Buffalo currently is on course for a 14th straight season of not making the playoffs

If the movie “Groundhog Day” had been made about a professional hockey franchise, it would have been about the Buffalo Sabres. Exactly one year ago, coming off a 3-2 shootout loss to the Montreal Canadiens, the Sabres were 11-14-3 (25 points), three points out of last place in the Eastern Conference, and were an organization in disarray. After an offseason where they brought in a half dozen forwards via trade, free agency, and internal promotion to improve their depth, Buffalo is coming off a 6-5 shootout loss to the Detroit Red Wings and are a nearly exact 11-13-4 (26 points), and one point out of dead last in the East.
GM Kevyn Adams's comments at last Friday’s press conference offered explanations and excuses for the club's current state and why some of its attempts to address its needs have fallen short.
"There are a lot of players in this league that we're on their (no trade) list, so we need to earn the respect, and it starts with getting over the hump and getting in the playoffs," Adams said. “There were other guys pursued that chose other places. That's what happens in the UFA market. In terms of trades, there was a trade that we worked really hard at this summer, that we went all in on, you guys probably would have roasted me. Said we were going to overpay to get the player, and they ended up not trading at me still on that team."
The Sabres are in the midst of their second rebuild in the last decade and the current iteration is beginning to resemble the group centered around Jack Eichel and Sam Reinhart. How do you make the playoffs?...... You have good players. How do you get good players?.... You’re a team that is competitive and makes the playoffs. Buffalo has talent in Rasmus Dahlin, Bowen Byram, Owen Power, Tage Thompson, Dylan Cozens, Ukko-Pekka Luukkonen, and Alex Tuch, but they do not have enough talent or the group they have surrounding their core group is too young to make them a complete team.
The buyout of a fading Jeff Skinner was an understandable move for cap management purposes last summer, but Adams failed to replace his 24 goals and the Sabres offense has been inconsistent at best this season. The trade that he referred to (numerous sources have indicated it was to acquire Carolina’s Martin Necas) did not come to pass in part because the restricted free-agent forward would not agree to sign an extension with any team he was traded to.

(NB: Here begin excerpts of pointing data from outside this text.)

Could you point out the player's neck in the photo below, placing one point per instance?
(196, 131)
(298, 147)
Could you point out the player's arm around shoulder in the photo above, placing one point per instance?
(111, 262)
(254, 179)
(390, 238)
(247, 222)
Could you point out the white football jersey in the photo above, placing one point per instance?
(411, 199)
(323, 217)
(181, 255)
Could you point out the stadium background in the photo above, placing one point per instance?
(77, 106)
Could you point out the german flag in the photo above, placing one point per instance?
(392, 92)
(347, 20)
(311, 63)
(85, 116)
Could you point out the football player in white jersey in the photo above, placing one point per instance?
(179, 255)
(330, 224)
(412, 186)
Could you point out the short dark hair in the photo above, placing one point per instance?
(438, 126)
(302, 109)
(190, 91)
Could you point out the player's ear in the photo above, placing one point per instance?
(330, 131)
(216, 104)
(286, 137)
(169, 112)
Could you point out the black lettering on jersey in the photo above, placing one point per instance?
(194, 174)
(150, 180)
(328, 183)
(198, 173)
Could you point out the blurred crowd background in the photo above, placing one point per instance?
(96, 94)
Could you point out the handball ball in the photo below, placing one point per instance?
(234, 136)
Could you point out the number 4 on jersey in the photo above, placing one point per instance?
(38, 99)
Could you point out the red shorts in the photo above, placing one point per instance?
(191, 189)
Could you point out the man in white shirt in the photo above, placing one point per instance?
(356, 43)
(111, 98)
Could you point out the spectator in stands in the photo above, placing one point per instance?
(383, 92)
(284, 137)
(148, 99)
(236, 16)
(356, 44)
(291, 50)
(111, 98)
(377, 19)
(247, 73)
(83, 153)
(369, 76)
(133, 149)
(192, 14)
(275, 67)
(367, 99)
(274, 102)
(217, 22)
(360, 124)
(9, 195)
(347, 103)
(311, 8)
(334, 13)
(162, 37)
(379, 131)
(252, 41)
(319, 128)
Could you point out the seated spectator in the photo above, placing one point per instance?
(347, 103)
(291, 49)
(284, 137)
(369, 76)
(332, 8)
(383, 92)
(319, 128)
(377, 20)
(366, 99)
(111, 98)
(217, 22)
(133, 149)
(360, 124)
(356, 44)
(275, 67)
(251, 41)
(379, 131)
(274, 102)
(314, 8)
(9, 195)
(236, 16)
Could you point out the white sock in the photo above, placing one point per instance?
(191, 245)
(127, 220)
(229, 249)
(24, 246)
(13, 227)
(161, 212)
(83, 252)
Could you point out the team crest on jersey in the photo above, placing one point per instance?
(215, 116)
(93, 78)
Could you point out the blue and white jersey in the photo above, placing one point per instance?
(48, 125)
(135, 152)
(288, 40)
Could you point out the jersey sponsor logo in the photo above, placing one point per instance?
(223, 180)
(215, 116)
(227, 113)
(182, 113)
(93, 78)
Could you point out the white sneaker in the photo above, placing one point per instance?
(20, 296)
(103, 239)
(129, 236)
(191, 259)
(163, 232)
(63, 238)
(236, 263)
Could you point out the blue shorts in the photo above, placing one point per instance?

The inability to lock up a player to a long-term deal like Necas (who Buffalo would have to give up a number of young players or top draft picks to acquire) is a non-starter for a club that cannot get free agents to come to, especially when those young players can be kept in the fold for up to seven years.
At some point, this seemingly endless cycle of dysfunction will end, but right now hockey fans in Buffalo see no end in sight.